Solution to Problem 8: "Snake in the Grass"

The word "neighbor" used here means in all eight directions; "HV-neighbor" means only the four horizontal or vertical neighbors. Here are a few rules:

(A) If a spot in the path has two HV-neighbors on the path, then they are adjacent on the path and any other HV-neighbors are not on the path. In addition, any diagonal neighbors that are not HV-neighbors to exactly one of the HV-neighbors of the original spot are not on the path.

(B) If a spot is labelled with a 1, then its neighbor on the path must be diagonal.

(C) If a spot on the path has only two HV-neighbors that can be on the path, then they are on the path. If a spot does not have two HV-neighbors that can be on the path, then it cannot be on the path.

snake-A.bmp (162062 bytes) A16 isn't in the path, so B16 can be filled, and the path goes A14-A15-B15-C15-C16 (C14 can be filled) -D16-E16-F16 (E15 is filled) - G16.

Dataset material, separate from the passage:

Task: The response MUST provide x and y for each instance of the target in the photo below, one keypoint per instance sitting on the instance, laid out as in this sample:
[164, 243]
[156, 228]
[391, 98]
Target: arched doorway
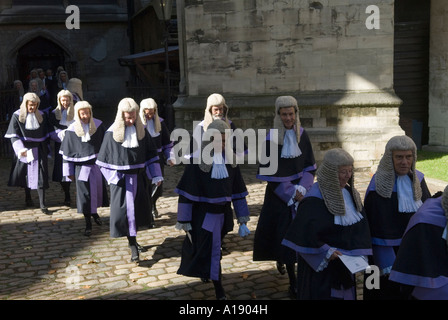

D1 can be filled, and the path goes E1-E2-D2-C2-C1-B1-A1-A2-A3-A4. The only neighbor of G7 that can be on the path is H6.
snake-B.bmp (162062 bytes) If the path I6-H6-H5 continued to H4, then the path that went around K2 must leave through the vicinity of K10 by both paths, but there is no way to do this without breaking K10. Therefore, G5 is on the path. Even with this, the only way to fill the area around K2 is to have the path go H6-I6-J6-J5-J4-J3-I3-I2-I1-J1 and so on. J8 must be in the path to fill I7. J10 must be in the path, or else K10 would break. H9 must be in the path to fill I8. F4 must be in the path to fill G3.
snake-C.bmp (162062 bytes) If A5, A6, or A7 were in the path, then B6 would break. A9 can be filled. If B7 were in the path, then B6 would break. The path contains B4-B5-C5-D5-D4. The path must contain L14-L13-L12-K12-J12, so I11 is filled.
snake-D.bmp (162062 bytes) Given that the path cannot cross itself diagonally or contain an incomplete circuit, most of the remainder can be solved, filling in K13 and G14 along the way. F10 must be in the path to fill G11, which gives the rest.
snake-E.bmp (162062 bytes) The solution, representing the number of used path spots in rows 2, 5, 8, 11, and 14 is 6 8 6 1 5.

Comments: I tried to solve this one during the contest (like the other two path puzzles), but did not finish.  I don't believe I appreciated all of the ramifications of the no-loopback rule at the time.